Raising farmers’ yield

Gole, whose family has been traditionally in the agriculture sector, told businessline in an online interaction that she and her co-founder Siddharth Dialani, who is the CEO of the company, launched the start-up in 2017 with the objective of increasing farmers’ productivity in the country. 

“Bridging the productivity gap was the initial objective. That’s why we started with the advisory part. For the first three years, we spent only in building the technology to ensure how we can have an affordable advisory for farmers,” she said. 

Gole and Dialani lived on a farm, 100 km from Pune, and carried out all farm activities for three seasons to understand the whole business. “We didn’t want to build something where we are dependent on somebody else’s knowledge,” she said.  

BharatAgri is an advisory-led platform where farmers can provide inputs on 20-plus of their farm parameters. In turn, the company helps them with advisory which is personalised to their farm. Services are offered in Hindi, Marathi and English. 

Rahul Chandra, Managing Director, Arkam Ventures

Rahul Chandra, Managing Director, Arkam Ventures

5 million active farmer users

“And at the same time, the advisory leads to purchase of different inputs 90 per cent of the time. So, we also have a marketplace where farmers can purchase these,” said Gole, who initially showed interest in drones but has put it on the backburner now.  

This has helped the company as it has 5 million farmers who are active users of the digital platform. “They come in for all kinds of advice. It can be as simple as it’s raining. I have a major pest infection, what should I do? The plant growth is not good from sowing till harvest,” she said. 

Growers can get solutions to any issue on BharatAgri platform as it is 100 per cent algorithm driven and no one sits or addresses these issues, said the company’s COO. 

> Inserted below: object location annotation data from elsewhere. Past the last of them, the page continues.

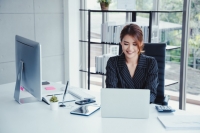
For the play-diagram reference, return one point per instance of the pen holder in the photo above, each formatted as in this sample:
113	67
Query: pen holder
54	103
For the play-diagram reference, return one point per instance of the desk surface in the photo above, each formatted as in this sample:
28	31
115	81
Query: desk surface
38	118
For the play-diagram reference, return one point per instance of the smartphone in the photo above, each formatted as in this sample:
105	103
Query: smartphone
45	83
86	101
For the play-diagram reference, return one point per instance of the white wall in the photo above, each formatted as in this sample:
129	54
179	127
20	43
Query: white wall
39	20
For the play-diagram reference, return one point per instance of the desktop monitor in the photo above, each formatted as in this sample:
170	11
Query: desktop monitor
28	69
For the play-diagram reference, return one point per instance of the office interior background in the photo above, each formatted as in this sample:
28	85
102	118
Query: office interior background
59	25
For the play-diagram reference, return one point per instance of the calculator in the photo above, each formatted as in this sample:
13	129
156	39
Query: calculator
161	108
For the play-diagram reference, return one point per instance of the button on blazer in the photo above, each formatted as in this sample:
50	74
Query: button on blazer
145	76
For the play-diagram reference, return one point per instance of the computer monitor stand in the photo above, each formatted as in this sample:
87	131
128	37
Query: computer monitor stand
18	85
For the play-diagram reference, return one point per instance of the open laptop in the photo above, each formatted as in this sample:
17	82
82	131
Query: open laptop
125	103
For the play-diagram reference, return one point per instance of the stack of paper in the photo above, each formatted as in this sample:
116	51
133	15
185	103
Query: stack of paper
180	121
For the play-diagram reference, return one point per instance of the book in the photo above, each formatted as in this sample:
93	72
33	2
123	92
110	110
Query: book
181	122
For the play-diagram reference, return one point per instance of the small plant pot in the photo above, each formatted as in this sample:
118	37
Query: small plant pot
54	105
104	6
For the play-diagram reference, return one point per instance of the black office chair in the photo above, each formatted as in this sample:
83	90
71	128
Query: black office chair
157	50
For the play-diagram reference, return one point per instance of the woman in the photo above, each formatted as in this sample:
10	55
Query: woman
132	69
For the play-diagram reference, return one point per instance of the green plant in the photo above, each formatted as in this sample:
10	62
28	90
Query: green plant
54	99
107	2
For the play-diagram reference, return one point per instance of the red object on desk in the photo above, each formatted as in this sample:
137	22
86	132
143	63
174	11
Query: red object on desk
50	88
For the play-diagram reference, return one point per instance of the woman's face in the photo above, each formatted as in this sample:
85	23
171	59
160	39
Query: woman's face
129	46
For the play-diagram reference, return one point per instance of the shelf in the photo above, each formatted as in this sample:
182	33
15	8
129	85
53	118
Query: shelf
92	72
128	11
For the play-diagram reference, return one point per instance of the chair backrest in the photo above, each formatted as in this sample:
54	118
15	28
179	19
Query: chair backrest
156	50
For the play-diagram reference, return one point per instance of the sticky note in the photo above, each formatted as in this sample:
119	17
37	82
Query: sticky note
22	88
50	88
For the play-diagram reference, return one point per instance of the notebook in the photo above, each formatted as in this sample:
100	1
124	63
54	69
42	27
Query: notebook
180	122
125	103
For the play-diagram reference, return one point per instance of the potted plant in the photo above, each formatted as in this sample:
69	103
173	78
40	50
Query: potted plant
104	4
54	103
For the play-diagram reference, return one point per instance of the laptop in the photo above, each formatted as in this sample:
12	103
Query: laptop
125	103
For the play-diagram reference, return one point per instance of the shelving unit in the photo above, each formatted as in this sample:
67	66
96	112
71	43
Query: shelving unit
134	14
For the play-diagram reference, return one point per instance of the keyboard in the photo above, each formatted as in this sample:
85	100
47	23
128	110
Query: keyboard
80	94
164	109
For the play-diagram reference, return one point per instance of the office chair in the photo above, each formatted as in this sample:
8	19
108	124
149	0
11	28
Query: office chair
157	50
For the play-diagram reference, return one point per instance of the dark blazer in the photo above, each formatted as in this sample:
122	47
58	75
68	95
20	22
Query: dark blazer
145	76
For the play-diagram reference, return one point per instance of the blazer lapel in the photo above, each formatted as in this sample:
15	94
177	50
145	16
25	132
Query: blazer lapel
140	71
124	72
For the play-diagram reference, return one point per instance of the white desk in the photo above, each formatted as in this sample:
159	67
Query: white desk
38	118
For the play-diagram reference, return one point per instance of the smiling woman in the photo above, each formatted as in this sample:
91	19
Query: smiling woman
132	69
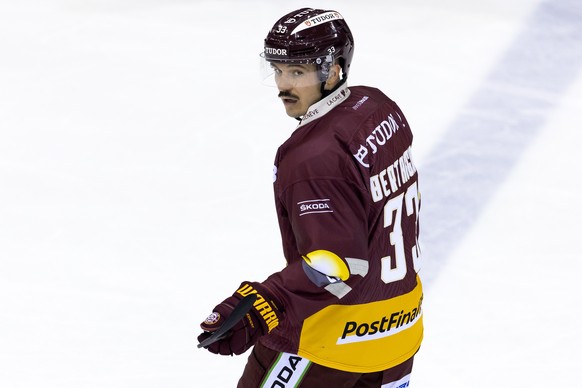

On a given day, about 500,000-600,000 farmers use the platform. Initially, the advisory, which is more of data processing, was offered for subscription but now the service is offered free of cost. 

Focus on solving problems

One of the start-up’s USPs is that it has an advisory team which helps farmers to find the “right input at the right time”, she said, adding that BharatAgri has tried to understand the difference in users it has.  

“Basically, a farmer comes with a problem. His problem is he is not getting seeds or there is some problem with his crop or his farm experiences excess rain. For such problems nobody is giving the solution,” Gole said.

BharatAgri’s  focus has been to solve the problem first and sometimes the solution could be purchasing some inputs. 

Rahul Chandra, Managing Director, Arkam Ventures, which led the Series A round funding for BharatAgri, said the startup’s platform gives an automated response as advisory. “That also means it can scale to millions of farmers without the quality suffering. And then you can keep adding new inputs that have meaningful implications for farmers,” he said.

The advisories have helped farmers increase the yield. For example, in Maharashtra, the company has helped the yield in sugarcane to increase to 200-240 tonnes from around 150 tonnes. 

“So we have built a strong community in Maharashtra. And now the plan is to have a similar presence and provide similar strong benefits across India,” Gole said.